An Orthodox Jew who alternates between the Talmud and the Discovery Channel, Isaac is, according to Hayum, “never more than a couple inches away from a coffee and a cigarette.” A father of four, he lives in Midwood among a close-knit community of Syrian Jewish real estate families such as the Hidarys, Sitts, Suttons and Gindis, and prepares the Thanksgiving turkey every year at home.
AB & Sons rarely does development and has scrapped office-to-luxury-residential conversions at 396 Broadway in Tribeca and the long-troubled 315 West 35th Street in the past. But by elevating his son Abraham’s role and tackling more development, Isaac is setting things up for the next stage of his business.

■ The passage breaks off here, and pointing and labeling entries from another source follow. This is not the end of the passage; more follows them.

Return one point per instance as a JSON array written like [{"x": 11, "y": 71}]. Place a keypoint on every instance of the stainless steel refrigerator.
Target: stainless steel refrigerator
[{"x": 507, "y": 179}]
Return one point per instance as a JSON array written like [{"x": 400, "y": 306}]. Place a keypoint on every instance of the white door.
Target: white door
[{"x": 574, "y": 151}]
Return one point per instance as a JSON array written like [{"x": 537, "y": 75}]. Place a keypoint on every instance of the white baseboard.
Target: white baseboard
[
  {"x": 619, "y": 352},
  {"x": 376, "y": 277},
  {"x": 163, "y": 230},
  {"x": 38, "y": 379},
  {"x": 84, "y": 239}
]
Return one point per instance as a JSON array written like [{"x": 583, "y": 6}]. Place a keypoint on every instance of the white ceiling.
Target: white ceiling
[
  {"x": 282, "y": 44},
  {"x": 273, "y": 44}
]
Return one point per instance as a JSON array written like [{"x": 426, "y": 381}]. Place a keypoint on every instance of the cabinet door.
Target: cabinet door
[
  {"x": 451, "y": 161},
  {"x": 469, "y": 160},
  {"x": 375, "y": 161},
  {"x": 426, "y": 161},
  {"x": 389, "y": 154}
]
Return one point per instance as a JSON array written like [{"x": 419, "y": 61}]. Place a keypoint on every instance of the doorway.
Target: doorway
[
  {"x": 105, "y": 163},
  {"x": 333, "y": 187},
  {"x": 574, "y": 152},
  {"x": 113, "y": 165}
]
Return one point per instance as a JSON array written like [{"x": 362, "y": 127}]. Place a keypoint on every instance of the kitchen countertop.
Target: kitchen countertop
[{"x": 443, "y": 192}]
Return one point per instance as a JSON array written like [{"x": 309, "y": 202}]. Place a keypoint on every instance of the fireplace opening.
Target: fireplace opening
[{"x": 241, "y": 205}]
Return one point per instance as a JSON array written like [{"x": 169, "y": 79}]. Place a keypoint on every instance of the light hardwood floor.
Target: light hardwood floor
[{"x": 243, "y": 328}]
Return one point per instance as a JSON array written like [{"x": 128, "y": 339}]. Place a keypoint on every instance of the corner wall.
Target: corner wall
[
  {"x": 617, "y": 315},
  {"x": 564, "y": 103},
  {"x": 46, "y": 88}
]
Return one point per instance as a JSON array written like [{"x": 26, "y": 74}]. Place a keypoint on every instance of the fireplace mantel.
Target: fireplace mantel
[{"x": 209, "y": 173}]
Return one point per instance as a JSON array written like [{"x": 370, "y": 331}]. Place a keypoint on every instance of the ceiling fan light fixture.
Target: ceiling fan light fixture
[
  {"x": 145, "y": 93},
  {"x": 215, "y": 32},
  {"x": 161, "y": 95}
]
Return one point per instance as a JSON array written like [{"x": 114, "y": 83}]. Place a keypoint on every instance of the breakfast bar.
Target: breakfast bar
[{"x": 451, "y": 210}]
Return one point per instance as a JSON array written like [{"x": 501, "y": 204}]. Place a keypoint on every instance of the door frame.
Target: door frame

Last year, he formed a separate company with his sons called Patriarch Equities. Abraham took the lead on negotiating Patriarch’s $217.5 million purchase of the Affinia Manhattan NYC from Pebblebrook Hotel Trust. In partnership with Sioni and Highgate Holdings, the firm secured acquisition financing from Blackstone Group.
“We worked under a microscope because Highgate knows hotel financing better than anybody,” said Hayum, who added that Blackstone requested at least one in-person meeting with Isaac to close the deal.
Abraham, who is 25, works at the company part-time while studying at Benjamin Cardozo School of Law until he graduates in May. He would likely play a key role in making the skyscraper a reality.
The developers are now in negotiations with two prominent international architects, Christian de Portzamparc and Jean Nouvel, sources said. Neither architect could be reached for comment. The developers are also considering buying other buildings on the block to add to the tower’s size. But sources said there is still the chance that they might abandon the plans and sell the assemblage to another developer.
“Even during family time, his mind is racing,” said a source close to the family. “He’s crunching numbers and always trying to find something that’s not very visible.”